Looking forward to hearing from you,
Countess Byrne
The next was similarly diplomatic.
Dr. Stowell,
I haven’t received a response from you, so I’d like to remind you in case the previous letter was lost. I want to discuss the tax situation for your operation, since your zombies put me in an awkward position with the head tax.
Countess Byrne
“Are these ringing any bells?” Rowan asked. They were sealed, so scolding Stowell for failing to know she was doing anything wrong would be a bit cruel.
“No! I don’t know how this happened, I’ve never seen a letter from any countess before.”
“Well, let’s get to the next one then.”
Stowell,
You can’t claim ignorance any more. I’ve been informed the last letter was delivered directly into your hands and I’ve ordered this one to get the same treatment. Let me spell this out to you. I’ve declared that I’m taxing every living person in my territory over the age of twenty. Living. Do you see where that puts me when you have several dozen unliving persons on your property? You’re getting value out of them, so all I’m asking is for you to pay your fair share to the county. You also claim to have no revenue, but I question that when you have so much farmland. What are you doing with it all? I’d even take payment in goods if these products are as safe as you say. I don’t just hoard all this money, Stowell. It pays for expensive things like upkeeping the bridge between your land and town.
Speaking of, the Institute has been sending me letters to the tune of you being a rogue mage. You need to respond to both of us as soon as physically possible.
The Countess.
“I-I uh… I guess I may have seen one or two? I… I don’t really remember.” The catwoman laughed nervously and cast her eyes around the room to find her most viable escape route.

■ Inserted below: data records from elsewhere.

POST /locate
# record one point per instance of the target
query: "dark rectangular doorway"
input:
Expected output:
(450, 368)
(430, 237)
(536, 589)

“Doctor, I think that reading the other fourteen letters from Countess Byrne is something you could do on your own time. After we send her a letter apologising for your procrastination and suggesting a reasonable tax concession.”
She anxiously stroked her tail, seeming unconcerned about brushing the hair the wrong way. “I-is that, um…?”
“I’d like us to work together. I had to unofficially arrest a military commander in a position like yours a month and a half ago and I have no interest in repeating the experience. You can still recover from this.”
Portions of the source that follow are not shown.